A música resulta dessa significação atribuída aos sons da natureza. Pela sua peculiar inteligência de apreensão e pela invenção de uma linguagem consciente, o homem assenhoreou-se do ritmo, altura do som, timbre, harmonia, dissonância, … e, respondendo afetivamente à imaginação, elaborou formulações estáveis do Universo. Competindo com a natureza, concebeu e contrapôs-lhe sonoridades, libertando-se do acaso. Enunciadas leis, normas e valores sobre a verdade, geometrização, proporção, harmonia das formas, ideal de perfeição e beleza, primeiro dos corpos/imagens, depois dos sons/música, o homem torna-se o centro do mundo. Forma de arte ponderada e controlada, a música gera uma ilusão de poder soberano sobre o universo, através do cálculo, da planificação e manipulação. O impacto do som, traduzido em manifestações de alegria, tristeza, contemplação, oração, transe, celebração, confronto, possessão, esoterismo... originou uma fenomenologia do fantástico. Ao vazio criado pela inexplicável força de sedução da música, seguiram-se fases sucessivas de procura de estruturações sonoras, mais elaboradas e complexas.

A história do homem, assim como a do domínio dos meios (construção de instrumentos, escalas musicais e técnicas de composição e escrita) são campos coincidentes de intervenção, que permitem entender o fenómeno jazzístico. A clarificação da cadeia mitológica de simbologias ocorre nas explicações racionais, subjacentes a todas as configurações imaginárias ou sonhadas. Findo o império do mito, o homem entregue ao seu destino, autonomiza-se e liberta-se do peso da fatalidade existencial a que estava agrilhoado. Contudo, esta liberdade vai sendo condicionada pela sujeição a normas, das quais não consegue apartar-se ou desviar-se. A atividade simbólica, inerente tanto ao sonho como aos estados de possessão, assentava numa dualidade simplista entre imaginação e realidade.
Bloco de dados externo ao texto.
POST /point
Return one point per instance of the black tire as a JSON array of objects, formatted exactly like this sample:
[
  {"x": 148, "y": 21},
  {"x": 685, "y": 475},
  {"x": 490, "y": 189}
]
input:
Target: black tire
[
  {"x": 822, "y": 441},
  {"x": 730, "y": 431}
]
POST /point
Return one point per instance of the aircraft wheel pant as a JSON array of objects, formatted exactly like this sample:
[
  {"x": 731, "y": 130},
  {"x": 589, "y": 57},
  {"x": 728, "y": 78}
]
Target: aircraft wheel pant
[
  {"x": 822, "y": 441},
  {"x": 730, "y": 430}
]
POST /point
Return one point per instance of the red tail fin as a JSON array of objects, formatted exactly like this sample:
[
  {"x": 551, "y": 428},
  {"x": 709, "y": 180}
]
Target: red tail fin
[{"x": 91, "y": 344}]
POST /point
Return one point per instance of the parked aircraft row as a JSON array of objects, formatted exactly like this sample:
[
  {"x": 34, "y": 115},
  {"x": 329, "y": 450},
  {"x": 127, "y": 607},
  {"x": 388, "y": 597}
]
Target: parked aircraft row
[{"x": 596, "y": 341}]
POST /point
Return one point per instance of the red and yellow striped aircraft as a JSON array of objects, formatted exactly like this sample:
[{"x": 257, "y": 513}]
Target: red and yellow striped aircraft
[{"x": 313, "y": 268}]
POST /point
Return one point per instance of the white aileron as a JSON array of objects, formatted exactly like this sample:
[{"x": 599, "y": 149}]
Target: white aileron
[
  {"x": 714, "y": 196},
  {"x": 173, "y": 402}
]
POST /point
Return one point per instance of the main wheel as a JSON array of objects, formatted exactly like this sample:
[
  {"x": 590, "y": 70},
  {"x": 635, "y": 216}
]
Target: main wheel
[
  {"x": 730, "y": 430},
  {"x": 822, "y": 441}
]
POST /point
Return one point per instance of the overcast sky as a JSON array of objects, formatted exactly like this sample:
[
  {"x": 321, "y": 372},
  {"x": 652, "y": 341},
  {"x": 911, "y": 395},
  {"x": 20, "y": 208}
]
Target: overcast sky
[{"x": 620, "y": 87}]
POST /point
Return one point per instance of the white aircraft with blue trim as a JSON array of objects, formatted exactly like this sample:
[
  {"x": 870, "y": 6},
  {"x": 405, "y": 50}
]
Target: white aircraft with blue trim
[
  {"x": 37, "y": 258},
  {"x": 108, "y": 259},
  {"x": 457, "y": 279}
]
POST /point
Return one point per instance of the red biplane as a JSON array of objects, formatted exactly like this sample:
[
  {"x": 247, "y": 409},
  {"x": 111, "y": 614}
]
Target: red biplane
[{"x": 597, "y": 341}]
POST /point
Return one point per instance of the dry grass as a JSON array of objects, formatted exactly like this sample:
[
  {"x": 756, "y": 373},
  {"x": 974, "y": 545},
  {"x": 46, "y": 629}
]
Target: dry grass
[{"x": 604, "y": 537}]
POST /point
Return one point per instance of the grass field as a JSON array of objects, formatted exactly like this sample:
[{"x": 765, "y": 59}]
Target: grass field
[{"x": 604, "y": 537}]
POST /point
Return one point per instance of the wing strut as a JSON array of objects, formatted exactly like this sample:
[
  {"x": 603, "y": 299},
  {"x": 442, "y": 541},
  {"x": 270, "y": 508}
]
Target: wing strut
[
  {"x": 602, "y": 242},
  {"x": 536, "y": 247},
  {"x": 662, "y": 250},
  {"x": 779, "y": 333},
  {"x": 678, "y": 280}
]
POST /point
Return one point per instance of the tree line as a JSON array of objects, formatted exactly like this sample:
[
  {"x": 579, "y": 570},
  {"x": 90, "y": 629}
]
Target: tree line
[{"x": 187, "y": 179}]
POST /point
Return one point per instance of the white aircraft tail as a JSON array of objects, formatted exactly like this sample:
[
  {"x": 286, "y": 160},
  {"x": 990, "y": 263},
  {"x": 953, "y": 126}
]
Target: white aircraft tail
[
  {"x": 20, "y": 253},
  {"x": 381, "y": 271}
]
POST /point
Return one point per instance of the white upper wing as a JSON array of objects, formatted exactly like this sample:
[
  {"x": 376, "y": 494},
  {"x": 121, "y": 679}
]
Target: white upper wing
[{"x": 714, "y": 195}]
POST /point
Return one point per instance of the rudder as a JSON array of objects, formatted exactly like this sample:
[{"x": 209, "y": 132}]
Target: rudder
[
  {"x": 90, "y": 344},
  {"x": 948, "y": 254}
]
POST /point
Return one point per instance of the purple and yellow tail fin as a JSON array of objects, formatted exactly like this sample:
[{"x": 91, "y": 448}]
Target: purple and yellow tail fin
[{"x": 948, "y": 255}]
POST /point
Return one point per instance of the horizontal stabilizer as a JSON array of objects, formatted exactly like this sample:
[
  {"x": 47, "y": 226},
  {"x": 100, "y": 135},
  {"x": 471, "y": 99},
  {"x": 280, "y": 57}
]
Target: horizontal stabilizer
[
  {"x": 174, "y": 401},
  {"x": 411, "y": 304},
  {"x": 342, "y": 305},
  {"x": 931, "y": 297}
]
Entretanto, a recordação fictícia de um ser inocente, antes do pecado original, foi substituída pela imagem do homem futuro, vivendo num mundo em que a técnica se terá transformado em natureza. Idealizar o processo criativo como obra de um ser superior e transcendente, que teria escolhido a humanidade para materializar e finalizar o seu projeto, já não faz sentido. Hoje, dependente da tecnologia que produz, o indivíduo confronta-se com uma nova crise existencial, em parte refletida na arte contemporânea.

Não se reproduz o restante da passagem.